Em turned her back on the flare of Clora’s nostrils and her sour eyes. Clora didn’t like Dixie, but Em was never sure if it was that she didn’t like Dixie, or if it had more to do with Dixie’s mother, who’d once ruled Plum Orchard like a queen and had dubbed Clora unworthy as one of the Magnolias’ subjects.

Like mother like daughter.

Dixie flung an arm around Em’s shoulders and aimed her mischievous smile at Clora. “So what are we talking about, ladies?”

Clora’s lips thinned again. “Emmaline’s disreputable behavior and how it affects her and the boys.”

Dixie widened her eyes to the point of exaggeration. “You? Are you sure we’re talkin’ Emmaline Amos here? The Em I know, my best friend Em, would never behave badly. Surely you’re mistaken, Clora? My Em is amazing and smart and has impeccable manners. So many good things about her, I’ve lost count.”

Em bit back a snort, zipping up Clifton’s lunch box and wincing while she waited for Clora to react.

“Your best friend was in a car with a man.”

Dixie gasped, propping a hand on her hip. “Oh, that’s dreadful. Deplorable. I mean, with all the murderers running loose these days, how could she?”

Clora bristled, narrowing her gaze in Dixie’s direction, her finger raised. “You’d do well to watch your tone, Dixie Davis. You’re just not happy unless your smart tongue is waggin’ and causin’ nothin’ but trouble. I heard all about your screamin’ fit in the diner last night. Haven’t you tainted Emmaline’s name enough by association?”

Confrontation. That’s where this was heading.
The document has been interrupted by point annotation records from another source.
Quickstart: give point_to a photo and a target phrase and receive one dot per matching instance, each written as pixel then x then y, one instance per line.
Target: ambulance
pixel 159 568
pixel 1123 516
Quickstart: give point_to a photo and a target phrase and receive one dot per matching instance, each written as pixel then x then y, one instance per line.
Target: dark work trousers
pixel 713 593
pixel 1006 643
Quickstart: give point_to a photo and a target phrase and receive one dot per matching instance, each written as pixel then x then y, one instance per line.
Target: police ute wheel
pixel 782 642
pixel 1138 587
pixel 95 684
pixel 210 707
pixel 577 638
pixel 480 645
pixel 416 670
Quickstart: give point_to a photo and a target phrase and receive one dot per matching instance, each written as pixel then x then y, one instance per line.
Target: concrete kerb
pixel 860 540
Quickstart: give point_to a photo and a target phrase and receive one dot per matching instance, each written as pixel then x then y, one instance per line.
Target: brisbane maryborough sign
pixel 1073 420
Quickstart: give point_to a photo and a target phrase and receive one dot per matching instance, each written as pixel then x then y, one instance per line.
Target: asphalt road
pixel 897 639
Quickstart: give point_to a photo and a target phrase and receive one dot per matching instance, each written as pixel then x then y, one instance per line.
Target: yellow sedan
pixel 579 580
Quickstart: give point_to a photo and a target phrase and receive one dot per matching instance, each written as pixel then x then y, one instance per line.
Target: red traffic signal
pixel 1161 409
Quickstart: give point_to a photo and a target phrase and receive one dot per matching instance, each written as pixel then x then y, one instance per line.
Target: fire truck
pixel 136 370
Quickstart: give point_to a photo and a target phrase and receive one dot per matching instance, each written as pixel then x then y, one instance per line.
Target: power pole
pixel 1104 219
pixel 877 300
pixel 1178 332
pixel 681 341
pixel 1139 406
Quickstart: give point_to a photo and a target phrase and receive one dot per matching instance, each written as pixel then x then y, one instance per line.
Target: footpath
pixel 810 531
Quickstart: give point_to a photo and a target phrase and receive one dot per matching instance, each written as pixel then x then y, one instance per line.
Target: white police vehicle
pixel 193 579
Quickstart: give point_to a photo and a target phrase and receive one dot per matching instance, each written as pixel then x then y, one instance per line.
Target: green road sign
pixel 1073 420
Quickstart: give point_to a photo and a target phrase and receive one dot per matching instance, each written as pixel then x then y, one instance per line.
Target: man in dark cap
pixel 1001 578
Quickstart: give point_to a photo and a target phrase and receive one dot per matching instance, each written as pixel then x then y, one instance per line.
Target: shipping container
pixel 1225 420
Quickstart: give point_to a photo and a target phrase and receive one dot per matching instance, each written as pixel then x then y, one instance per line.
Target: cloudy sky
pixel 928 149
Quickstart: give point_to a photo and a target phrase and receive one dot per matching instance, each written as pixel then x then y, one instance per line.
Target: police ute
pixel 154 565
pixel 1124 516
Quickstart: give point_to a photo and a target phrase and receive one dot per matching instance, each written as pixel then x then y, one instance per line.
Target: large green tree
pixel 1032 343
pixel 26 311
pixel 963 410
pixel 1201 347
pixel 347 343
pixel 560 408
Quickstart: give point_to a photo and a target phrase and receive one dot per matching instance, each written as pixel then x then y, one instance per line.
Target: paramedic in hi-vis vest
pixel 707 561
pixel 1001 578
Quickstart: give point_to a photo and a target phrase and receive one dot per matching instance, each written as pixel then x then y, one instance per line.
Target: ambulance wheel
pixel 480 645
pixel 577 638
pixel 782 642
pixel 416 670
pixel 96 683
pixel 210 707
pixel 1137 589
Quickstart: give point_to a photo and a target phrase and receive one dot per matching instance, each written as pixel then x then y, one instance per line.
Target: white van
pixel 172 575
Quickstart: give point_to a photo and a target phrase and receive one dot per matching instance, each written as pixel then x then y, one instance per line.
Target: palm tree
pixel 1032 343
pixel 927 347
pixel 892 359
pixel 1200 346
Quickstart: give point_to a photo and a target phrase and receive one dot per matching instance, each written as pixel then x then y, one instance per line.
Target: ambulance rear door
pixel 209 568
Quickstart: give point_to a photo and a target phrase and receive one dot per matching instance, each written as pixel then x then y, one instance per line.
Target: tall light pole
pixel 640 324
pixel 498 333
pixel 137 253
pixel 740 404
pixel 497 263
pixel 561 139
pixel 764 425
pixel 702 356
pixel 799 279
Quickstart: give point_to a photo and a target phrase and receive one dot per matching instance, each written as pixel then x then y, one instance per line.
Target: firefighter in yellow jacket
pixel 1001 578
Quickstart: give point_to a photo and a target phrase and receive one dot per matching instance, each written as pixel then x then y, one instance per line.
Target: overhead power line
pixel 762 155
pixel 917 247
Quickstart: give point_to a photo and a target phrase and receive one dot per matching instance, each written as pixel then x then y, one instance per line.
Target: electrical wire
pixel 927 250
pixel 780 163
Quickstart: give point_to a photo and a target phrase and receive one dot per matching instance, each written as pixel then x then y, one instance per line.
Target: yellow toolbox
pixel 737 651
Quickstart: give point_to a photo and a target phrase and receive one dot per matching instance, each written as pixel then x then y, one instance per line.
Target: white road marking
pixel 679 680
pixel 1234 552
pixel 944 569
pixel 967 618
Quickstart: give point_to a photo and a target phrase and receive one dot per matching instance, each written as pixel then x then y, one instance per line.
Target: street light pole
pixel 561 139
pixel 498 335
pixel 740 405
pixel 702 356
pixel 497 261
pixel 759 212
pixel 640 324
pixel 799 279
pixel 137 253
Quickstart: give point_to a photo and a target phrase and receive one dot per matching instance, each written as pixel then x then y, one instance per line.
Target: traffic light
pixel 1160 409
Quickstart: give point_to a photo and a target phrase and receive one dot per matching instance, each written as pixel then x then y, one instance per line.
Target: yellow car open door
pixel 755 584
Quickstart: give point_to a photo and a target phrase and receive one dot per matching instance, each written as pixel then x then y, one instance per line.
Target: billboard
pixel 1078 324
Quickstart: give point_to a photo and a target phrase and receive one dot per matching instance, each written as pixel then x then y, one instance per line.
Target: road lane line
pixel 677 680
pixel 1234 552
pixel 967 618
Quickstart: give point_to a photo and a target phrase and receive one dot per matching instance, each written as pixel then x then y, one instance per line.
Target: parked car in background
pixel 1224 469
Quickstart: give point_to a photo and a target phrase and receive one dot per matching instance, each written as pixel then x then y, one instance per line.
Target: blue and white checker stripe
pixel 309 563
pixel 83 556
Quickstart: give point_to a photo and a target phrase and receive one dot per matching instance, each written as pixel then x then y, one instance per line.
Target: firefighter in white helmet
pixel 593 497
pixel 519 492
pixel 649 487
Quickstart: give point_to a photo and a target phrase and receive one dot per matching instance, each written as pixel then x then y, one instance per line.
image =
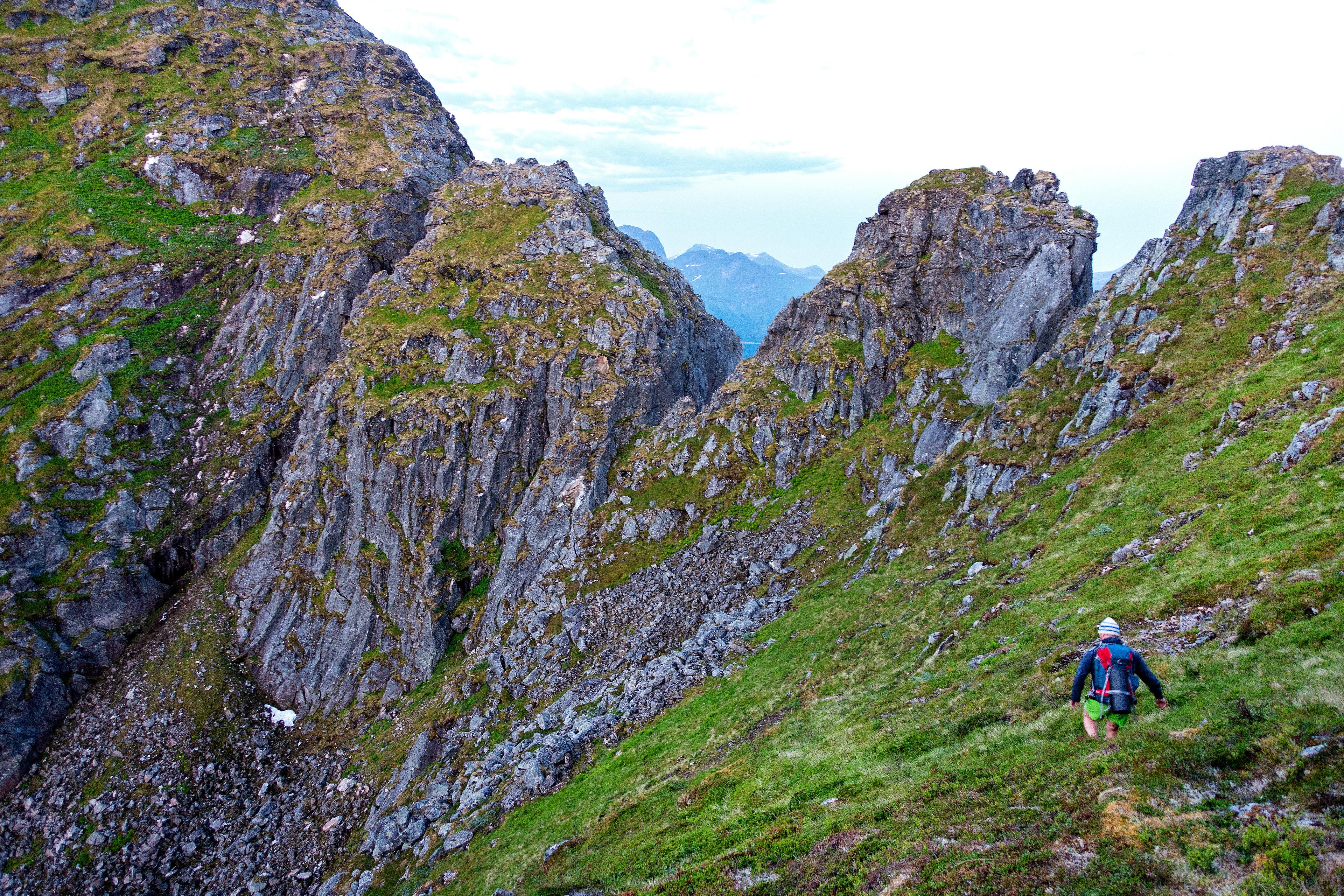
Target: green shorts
pixel 1097 711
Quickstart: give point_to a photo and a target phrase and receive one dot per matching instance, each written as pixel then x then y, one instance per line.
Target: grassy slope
pixel 959 780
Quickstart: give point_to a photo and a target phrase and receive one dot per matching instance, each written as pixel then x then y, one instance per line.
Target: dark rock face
pixel 279 328
pixel 994 262
pixel 452 437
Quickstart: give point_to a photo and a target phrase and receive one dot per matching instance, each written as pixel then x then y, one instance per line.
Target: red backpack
pixel 1113 678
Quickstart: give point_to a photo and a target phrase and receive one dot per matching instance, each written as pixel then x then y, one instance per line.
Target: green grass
pixel 974 780
pixel 937 354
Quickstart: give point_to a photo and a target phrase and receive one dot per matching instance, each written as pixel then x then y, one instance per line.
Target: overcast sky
pixel 777 127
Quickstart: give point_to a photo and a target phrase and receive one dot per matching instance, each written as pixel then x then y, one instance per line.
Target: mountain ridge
pixel 381 520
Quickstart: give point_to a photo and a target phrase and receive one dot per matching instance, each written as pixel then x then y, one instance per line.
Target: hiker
pixel 1116 671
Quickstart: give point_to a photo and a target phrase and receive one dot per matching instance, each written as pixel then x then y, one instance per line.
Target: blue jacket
pixel 1089 662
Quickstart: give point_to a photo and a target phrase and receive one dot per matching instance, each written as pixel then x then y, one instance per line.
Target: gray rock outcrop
pixel 455 436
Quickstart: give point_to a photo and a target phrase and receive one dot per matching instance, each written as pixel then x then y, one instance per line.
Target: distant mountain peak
pixel 646 238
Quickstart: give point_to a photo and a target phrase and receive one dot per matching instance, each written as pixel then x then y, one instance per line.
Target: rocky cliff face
pixel 210 195
pixel 487 383
pixel 994 262
pixel 225 178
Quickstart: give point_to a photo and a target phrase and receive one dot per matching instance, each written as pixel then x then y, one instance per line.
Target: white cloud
pixel 779 125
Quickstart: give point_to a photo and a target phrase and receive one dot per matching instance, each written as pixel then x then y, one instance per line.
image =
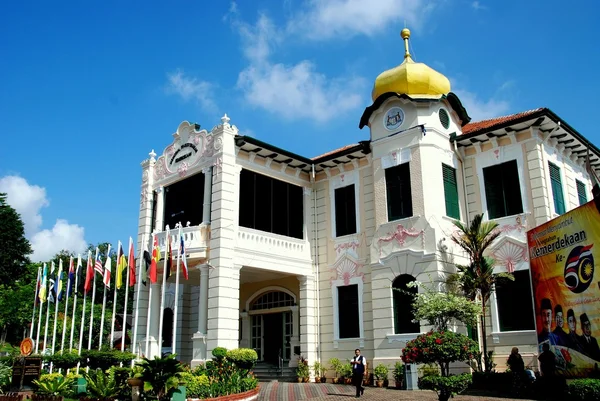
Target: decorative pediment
pixel 510 254
pixel 189 148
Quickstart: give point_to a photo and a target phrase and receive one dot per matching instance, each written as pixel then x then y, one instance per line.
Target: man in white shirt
pixel 359 364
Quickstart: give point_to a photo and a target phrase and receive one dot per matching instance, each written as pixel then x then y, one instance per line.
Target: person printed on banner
pixel 589 344
pixel 546 333
pixel 358 371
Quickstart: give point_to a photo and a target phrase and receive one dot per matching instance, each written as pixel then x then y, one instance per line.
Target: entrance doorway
pixel 273 337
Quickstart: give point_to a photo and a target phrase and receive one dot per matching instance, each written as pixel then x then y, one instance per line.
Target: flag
pixel 60 277
pixel 169 258
pixel 71 277
pixel 121 266
pixel 155 258
pixel 98 264
pixel 183 255
pixel 131 260
pixel 107 268
pixel 42 294
pixel 89 274
pixel 78 275
pixel 51 284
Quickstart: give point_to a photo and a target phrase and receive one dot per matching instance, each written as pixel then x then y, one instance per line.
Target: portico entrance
pixel 272 325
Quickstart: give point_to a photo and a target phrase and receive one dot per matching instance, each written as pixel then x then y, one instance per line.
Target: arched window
pixel 168 328
pixel 403 296
pixel 272 299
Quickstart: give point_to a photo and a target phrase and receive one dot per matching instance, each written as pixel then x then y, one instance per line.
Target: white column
pixel 207 195
pixel 199 338
pixel 308 346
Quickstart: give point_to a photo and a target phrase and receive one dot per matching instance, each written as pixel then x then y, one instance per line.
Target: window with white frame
pixel 399 195
pixel 515 307
pixel 557 192
pixel 502 190
pixel 403 297
pixel 345 210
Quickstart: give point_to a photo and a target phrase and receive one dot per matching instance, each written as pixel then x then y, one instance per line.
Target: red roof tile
pixel 335 151
pixel 492 122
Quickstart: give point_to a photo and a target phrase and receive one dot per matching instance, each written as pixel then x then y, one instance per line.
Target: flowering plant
pixel 441 347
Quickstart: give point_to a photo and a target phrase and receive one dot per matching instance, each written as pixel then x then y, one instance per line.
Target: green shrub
pixel 584 390
pixel 244 358
pixel 446 386
pixel 195 386
pixel 219 353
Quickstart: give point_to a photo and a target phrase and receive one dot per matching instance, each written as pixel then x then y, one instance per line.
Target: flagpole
pixel 162 295
pixel 175 315
pixel 35 299
pixel 124 325
pixel 93 300
pixel 75 302
pixel 137 296
pixel 112 326
pixel 47 313
pixel 104 299
pixel 149 307
pixel 37 338
pixel 62 341
pixel 56 290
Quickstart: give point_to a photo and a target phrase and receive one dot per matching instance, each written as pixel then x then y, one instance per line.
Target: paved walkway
pixel 275 391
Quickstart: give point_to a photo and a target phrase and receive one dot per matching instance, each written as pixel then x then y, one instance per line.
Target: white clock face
pixel 393 119
pixel 187 154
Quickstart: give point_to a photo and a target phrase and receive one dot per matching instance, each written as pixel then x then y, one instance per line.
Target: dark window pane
pixel 515 308
pixel 349 323
pixel 502 190
pixel 345 211
pixel 184 201
pixel 450 192
pixel 403 297
pixel 581 193
pixel 399 197
pixel 271 205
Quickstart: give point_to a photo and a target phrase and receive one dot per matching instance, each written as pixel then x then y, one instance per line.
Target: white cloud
pixel 478 6
pixel 325 19
pixel 28 200
pixel 189 88
pixel 294 91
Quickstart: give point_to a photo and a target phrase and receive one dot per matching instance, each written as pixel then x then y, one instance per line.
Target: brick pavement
pixel 276 391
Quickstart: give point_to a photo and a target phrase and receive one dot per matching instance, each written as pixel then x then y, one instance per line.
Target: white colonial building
pixel 296 256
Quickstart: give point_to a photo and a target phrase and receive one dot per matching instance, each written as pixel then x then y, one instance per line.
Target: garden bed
pixel 249 395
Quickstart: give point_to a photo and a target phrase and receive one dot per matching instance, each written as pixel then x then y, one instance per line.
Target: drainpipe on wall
pixel 316 238
pixel 462 165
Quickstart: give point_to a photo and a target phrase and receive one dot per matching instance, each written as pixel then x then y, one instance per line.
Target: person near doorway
pixel 358 363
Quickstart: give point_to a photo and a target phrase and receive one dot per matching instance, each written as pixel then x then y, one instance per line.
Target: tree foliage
pixel 14 247
pixel 477 280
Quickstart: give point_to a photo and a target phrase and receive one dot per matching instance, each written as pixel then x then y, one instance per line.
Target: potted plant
pixel 399 374
pixel 317 367
pixel 381 372
pixel 336 365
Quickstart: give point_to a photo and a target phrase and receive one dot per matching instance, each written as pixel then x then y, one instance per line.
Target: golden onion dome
pixel 417 80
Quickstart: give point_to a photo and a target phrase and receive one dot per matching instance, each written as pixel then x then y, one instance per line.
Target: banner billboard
pixel 566 288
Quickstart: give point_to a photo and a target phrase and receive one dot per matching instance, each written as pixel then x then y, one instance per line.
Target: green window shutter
pixel 559 200
pixel 451 192
pixel 581 192
pixel 493 192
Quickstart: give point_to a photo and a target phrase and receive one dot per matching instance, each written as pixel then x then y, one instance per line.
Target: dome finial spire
pixel 405 34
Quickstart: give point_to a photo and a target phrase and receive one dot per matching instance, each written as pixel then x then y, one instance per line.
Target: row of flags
pixel 52 288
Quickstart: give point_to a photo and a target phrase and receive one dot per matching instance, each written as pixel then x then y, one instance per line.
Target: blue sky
pixel 89 88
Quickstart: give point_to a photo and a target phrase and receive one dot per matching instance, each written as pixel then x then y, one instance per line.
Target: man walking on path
pixel 358 371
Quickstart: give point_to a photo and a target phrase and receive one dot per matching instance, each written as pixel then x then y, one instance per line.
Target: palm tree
pixel 477 280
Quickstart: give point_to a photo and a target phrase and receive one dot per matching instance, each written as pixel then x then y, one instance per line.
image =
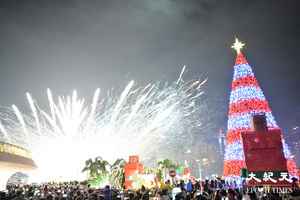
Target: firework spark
pixel 138 121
Divert, avoid, redirect.

Em plunked the boys’ backpacks on the counter in front of her mother, giving Dixie the warning sign with her desperate eyes. “Mama, Dixie didn’t taint me. I tainted me. Me. Nobody else. By choosin’ to run a place that promotes fornicatin’ with your words and marryin’ a man who likes to wear lipstick. Now, I have to get to work. Are you sure you’ll be all right droppin’ the boys at school?”

Clora yanked the kitchen towel from her shoulder and slapped it on the counter with a snap. “We’ll be fine.”

Disaster averted. “Thank you, Mama. Boys!” she bellowed. “Time for school. Grandma Clora’s waitin’.”

Dixie turned her back on Clora, opening her arms to Clifton and Gareth, who ran into them willingly, like anyone who wasn’t female did. She plopped kisses on their dark heads, and the picture of the three of them together in a huddle struck Em as ironic that her best friend showed more affection to them than their own grandmother.